Prof Ameyaw-Akumfi said the rehabilitation and construction of the new lines by the consortium was on build, operate and transfer basis, adding it was the first time that such an offer had been made since government started the search for partners to undertake the project some three years ago.
A good railway system, he said, would take the pressure off the roads, especially in carting goods to the country's land-locked neighbours and in addition help in the exploitation of the country's mineral resources.
Prof Ameyaw-Akumfi said the MoU was just an expression of interest and a preparatory step for the main task ahead, which would only begin after satisfactory outcomes had been reached during discussions and the necessary due diligence on the background of the consortium were carried out.
Prof Fobih said the agreement was not only to the benefit of the rail sector but would also assist in exploitation of bulk minerals such as bauxite.
Mr Charles Ampofo, leader of the consortium, asked Ghanaians to support the project as it had the potential to enhance national development through the creation of jobs.

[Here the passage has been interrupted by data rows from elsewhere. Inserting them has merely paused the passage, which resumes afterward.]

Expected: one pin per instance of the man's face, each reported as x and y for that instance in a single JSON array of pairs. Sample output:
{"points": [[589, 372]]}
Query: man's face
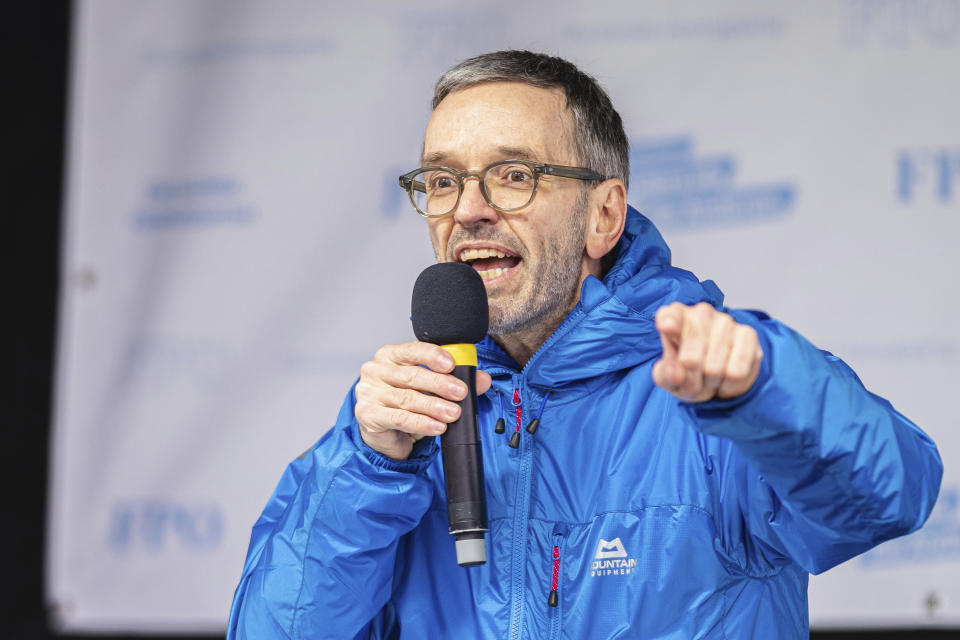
{"points": [[537, 281]]}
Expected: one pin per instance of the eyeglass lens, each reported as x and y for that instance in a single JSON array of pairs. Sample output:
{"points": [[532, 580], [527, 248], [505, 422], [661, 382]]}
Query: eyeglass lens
{"points": [[508, 186]]}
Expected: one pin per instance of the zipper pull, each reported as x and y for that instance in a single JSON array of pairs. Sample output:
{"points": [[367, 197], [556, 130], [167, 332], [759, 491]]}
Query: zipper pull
{"points": [[501, 425]]}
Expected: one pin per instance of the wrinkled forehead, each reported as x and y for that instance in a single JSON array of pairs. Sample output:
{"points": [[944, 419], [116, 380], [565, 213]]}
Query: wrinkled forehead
{"points": [[492, 121]]}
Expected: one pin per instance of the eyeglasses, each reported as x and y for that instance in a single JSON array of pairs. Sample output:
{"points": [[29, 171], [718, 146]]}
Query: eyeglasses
{"points": [[507, 185]]}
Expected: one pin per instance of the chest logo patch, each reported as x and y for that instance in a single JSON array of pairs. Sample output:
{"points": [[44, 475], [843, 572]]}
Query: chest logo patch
{"points": [[611, 559]]}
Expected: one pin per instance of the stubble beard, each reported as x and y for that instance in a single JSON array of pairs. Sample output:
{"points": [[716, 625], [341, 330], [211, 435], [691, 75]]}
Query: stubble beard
{"points": [[550, 291]]}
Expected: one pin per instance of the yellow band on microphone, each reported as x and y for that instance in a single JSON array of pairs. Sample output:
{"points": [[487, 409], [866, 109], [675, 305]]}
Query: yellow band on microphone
{"points": [[463, 353]]}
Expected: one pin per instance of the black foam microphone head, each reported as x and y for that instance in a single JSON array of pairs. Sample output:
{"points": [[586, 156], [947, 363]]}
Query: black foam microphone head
{"points": [[449, 304]]}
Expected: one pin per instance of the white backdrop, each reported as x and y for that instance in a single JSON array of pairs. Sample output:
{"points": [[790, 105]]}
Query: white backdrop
{"points": [[236, 245]]}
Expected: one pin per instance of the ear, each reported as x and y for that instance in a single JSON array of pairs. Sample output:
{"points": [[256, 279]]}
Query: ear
{"points": [[606, 217]]}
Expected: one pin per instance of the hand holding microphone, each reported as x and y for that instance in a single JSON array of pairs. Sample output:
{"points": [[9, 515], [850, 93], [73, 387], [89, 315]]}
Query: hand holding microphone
{"points": [[419, 388]]}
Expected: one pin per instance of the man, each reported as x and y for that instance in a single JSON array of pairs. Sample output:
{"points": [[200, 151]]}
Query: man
{"points": [[692, 464]]}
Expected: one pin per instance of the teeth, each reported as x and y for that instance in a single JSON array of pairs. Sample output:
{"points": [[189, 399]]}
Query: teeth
{"points": [[478, 254]]}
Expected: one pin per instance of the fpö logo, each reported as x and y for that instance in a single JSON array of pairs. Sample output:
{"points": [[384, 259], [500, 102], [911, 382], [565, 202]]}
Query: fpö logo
{"points": [[677, 188], [901, 23], [191, 203], [158, 524], [936, 542], [929, 175]]}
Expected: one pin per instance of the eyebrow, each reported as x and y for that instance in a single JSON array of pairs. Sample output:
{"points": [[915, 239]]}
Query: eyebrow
{"points": [[520, 153]]}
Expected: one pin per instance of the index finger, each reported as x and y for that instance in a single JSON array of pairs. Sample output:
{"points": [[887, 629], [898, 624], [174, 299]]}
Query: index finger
{"points": [[416, 353], [669, 324]]}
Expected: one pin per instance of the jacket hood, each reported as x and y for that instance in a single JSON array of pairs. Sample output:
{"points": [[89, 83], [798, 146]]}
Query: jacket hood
{"points": [[611, 328]]}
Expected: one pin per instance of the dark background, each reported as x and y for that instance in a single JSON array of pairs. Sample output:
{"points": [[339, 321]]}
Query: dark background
{"points": [[36, 41]]}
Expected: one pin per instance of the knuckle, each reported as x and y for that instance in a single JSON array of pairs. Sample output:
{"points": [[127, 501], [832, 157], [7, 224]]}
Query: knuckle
{"points": [[725, 320], [368, 369], [383, 353], [712, 370]]}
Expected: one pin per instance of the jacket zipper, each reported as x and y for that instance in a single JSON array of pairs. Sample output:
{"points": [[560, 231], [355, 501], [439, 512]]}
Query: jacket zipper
{"points": [[553, 599], [520, 515]]}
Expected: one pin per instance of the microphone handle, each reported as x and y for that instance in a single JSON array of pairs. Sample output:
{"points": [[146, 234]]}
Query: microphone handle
{"points": [[463, 467]]}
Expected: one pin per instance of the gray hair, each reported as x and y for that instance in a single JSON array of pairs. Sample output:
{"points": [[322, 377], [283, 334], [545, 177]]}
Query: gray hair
{"points": [[599, 137]]}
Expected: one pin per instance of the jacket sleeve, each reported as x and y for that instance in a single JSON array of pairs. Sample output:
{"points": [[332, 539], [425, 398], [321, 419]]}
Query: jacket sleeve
{"points": [[820, 469], [321, 556]]}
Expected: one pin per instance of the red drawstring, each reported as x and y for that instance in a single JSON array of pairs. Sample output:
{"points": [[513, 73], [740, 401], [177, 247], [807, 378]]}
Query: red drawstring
{"points": [[552, 600], [515, 438], [516, 403]]}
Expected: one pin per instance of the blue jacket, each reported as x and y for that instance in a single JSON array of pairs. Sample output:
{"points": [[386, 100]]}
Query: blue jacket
{"points": [[651, 518]]}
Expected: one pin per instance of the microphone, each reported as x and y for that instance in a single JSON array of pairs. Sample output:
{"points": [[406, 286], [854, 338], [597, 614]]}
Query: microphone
{"points": [[449, 309]]}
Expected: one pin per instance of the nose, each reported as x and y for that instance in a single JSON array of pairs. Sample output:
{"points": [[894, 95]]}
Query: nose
{"points": [[473, 209]]}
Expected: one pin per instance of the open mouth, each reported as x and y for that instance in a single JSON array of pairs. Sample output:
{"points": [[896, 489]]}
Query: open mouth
{"points": [[490, 263]]}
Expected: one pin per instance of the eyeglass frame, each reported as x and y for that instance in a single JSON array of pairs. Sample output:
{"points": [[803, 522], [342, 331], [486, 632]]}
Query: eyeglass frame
{"points": [[537, 169]]}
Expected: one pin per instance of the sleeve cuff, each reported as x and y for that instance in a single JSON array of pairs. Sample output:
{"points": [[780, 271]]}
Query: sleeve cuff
{"points": [[424, 451]]}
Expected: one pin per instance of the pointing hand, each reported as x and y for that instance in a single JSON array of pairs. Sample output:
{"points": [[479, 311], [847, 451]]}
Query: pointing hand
{"points": [[706, 353]]}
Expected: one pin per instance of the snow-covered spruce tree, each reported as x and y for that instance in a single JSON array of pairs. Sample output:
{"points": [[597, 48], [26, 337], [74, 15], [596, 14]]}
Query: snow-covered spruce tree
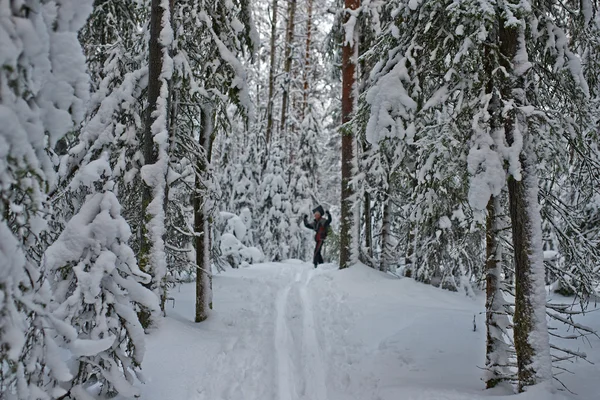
{"points": [[114, 116], [274, 209], [98, 290], [43, 88], [541, 89], [348, 225], [208, 78], [411, 109], [152, 257], [304, 185]]}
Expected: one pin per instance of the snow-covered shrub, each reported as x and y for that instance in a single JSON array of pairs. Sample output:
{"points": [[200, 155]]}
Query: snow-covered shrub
{"points": [[98, 290], [232, 231]]}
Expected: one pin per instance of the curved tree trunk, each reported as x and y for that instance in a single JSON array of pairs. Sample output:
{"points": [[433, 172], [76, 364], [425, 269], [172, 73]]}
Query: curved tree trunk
{"points": [[349, 61], [271, 95]]}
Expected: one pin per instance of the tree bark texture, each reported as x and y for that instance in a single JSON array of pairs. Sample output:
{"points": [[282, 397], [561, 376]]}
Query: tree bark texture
{"points": [[496, 347], [349, 60], [368, 224], [149, 148], [307, 63], [269, 132], [201, 222], [530, 330], [386, 236], [287, 69]]}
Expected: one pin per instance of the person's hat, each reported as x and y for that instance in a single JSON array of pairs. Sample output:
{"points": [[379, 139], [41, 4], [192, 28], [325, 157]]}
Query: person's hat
{"points": [[319, 209]]}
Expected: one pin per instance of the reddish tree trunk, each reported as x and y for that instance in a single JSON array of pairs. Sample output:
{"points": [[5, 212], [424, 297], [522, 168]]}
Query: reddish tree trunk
{"points": [[349, 59]]}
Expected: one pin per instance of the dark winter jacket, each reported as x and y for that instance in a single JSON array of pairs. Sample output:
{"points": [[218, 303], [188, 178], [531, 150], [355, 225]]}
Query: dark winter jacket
{"points": [[320, 226]]}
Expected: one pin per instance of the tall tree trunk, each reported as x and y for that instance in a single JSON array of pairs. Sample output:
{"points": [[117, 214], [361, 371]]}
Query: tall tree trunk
{"points": [[269, 132], [368, 224], [289, 43], [151, 256], [307, 63], [530, 328], [349, 60], [496, 321], [201, 221], [386, 236]]}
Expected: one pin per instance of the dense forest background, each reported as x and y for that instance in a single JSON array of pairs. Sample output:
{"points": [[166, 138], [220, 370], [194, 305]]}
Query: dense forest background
{"points": [[145, 143]]}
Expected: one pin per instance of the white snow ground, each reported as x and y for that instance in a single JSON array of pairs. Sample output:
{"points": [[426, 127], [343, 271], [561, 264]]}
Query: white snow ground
{"points": [[284, 331]]}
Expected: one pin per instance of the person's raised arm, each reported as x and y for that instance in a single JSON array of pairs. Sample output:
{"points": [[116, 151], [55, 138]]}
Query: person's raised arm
{"points": [[328, 218], [308, 224]]}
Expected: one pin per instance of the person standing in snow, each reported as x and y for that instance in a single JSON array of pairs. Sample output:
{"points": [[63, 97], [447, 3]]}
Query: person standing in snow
{"points": [[320, 226]]}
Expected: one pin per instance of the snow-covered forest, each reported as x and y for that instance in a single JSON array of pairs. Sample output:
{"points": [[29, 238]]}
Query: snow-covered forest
{"points": [[151, 149]]}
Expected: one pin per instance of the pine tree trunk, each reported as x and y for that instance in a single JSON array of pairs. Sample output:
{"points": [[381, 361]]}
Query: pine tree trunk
{"points": [[269, 132], [149, 148], [496, 357], [307, 64], [386, 235], [201, 222], [368, 225], [289, 43], [530, 329], [349, 60]]}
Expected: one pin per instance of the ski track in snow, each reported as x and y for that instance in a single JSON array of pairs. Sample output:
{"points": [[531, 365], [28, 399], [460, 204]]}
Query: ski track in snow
{"points": [[281, 347], [285, 331], [300, 368], [314, 367]]}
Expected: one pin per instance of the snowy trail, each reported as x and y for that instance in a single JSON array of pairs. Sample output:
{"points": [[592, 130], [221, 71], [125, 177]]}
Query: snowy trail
{"points": [[300, 368], [314, 367], [281, 347], [285, 331]]}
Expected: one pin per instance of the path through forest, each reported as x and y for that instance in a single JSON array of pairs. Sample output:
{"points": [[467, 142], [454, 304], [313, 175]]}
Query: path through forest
{"points": [[285, 331]]}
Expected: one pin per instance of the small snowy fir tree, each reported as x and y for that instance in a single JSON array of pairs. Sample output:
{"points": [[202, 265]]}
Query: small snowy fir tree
{"points": [[304, 184], [98, 289], [274, 209], [43, 88]]}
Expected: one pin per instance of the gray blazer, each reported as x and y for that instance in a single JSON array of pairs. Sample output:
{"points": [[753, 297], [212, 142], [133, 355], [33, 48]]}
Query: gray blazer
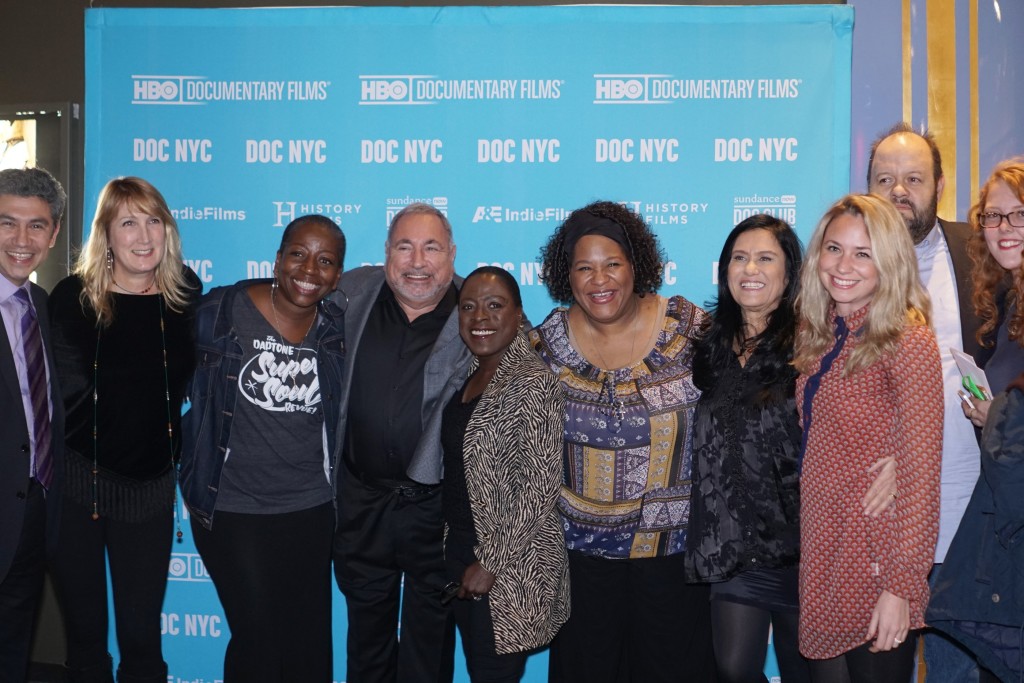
{"points": [[448, 358], [956, 236]]}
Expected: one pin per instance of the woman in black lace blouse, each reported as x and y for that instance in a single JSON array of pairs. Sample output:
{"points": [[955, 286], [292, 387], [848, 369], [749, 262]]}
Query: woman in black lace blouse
{"points": [[744, 520]]}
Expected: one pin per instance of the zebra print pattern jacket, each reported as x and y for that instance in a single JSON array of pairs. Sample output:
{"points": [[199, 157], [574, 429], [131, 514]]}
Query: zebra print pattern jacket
{"points": [[513, 459]]}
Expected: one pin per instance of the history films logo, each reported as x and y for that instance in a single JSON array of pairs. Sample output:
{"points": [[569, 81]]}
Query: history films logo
{"points": [[187, 567], [340, 212], [193, 90], [782, 207], [396, 204]]}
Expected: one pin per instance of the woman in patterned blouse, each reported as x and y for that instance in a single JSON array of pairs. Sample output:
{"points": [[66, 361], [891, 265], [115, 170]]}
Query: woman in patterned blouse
{"points": [[869, 387], [623, 356]]}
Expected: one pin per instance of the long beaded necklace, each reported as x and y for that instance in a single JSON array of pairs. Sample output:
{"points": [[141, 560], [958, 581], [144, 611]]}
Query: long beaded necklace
{"points": [[170, 425], [615, 412]]}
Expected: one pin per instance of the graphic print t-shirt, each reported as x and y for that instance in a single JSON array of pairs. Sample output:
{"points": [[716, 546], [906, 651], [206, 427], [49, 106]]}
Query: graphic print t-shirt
{"points": [[275, 462]]}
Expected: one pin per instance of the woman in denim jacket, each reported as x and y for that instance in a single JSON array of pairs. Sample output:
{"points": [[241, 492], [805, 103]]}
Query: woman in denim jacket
{"points": [[258, 443]]}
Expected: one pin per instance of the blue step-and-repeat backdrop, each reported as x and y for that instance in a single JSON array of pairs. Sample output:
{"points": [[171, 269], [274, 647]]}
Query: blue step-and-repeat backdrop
{"points": [[505, 118]]}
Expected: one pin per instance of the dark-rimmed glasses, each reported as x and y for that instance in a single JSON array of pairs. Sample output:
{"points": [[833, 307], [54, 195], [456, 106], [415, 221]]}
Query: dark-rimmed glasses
{"points": [[992, 219]]}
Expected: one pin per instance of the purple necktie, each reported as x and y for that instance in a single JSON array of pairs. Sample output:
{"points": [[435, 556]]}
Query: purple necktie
{"points": [[36, 367]]}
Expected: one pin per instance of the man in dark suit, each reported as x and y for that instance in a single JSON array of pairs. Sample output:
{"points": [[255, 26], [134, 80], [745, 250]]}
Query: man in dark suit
{"points": [[905, 167], [401, 332], [32, 429]]}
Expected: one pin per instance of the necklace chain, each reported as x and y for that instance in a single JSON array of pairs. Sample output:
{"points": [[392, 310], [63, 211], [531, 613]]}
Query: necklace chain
{"points": [[125, 289], [615, 412], [276, 321]]}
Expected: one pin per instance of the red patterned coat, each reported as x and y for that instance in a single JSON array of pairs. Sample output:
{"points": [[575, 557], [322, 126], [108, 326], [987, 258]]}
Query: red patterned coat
{"points": [[894, 407]]}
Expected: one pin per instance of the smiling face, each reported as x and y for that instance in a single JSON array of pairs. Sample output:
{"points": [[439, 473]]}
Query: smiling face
{"points": [[601, 278], [136, 239], [308, 266], [757, 274], [903, 172], [488, 316], [1005, 242], [27, 233], [419, 263], [846, 265]]}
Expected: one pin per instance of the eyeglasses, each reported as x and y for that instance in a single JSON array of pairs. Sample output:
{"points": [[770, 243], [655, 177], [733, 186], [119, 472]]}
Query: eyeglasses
{"points": [[992, 219]]}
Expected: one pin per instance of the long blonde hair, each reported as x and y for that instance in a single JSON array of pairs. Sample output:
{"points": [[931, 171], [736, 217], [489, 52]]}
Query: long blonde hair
{"points": [[91, 263], [987, 273], [899, 300]]}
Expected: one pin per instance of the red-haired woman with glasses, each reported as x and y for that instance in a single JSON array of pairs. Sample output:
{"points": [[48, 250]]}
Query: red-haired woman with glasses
{"points": [[979, 590], [995, 248]]}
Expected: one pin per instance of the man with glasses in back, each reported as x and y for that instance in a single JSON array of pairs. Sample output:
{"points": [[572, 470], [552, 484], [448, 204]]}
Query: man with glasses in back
{"points": [[905, 167]]}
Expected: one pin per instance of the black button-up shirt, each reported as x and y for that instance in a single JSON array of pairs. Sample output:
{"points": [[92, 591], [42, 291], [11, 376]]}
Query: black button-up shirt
{"points": [[385, 406]]}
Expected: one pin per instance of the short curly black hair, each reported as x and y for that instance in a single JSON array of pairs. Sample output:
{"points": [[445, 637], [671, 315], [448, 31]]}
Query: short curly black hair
{"points": [[646, 257]]}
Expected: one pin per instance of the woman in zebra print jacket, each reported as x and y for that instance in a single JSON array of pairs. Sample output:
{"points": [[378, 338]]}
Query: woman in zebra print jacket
{"points": [[502, 434]]}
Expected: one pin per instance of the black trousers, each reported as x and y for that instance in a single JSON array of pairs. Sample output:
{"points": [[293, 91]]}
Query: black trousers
{"points": [[633, 621], [383, 538], [862, 666], [138, 555], [477, 629], [272, 574], [20, 589]]}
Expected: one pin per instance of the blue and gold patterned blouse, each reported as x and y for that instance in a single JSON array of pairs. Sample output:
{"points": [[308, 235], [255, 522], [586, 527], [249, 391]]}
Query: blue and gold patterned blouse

It is estimated that the project would generate 20,000 jobs.
He said the consortium would apply the latest technology to breathe new life into the railway system and also ensure that the construction could support present and future traffic, whose levels, speed and axle load could increase from year to year.
Mr Ampofo gave the assurance that there would be a maintenance programme for the sustained running of the project and to minimise any deficiencies that might occur during the life of the new railway system.
He said an efficient transportation system would promote the possible international links with neighbouring countries and increase the rapid export of the country's commodities such as cocoa, timber and bulk minerals.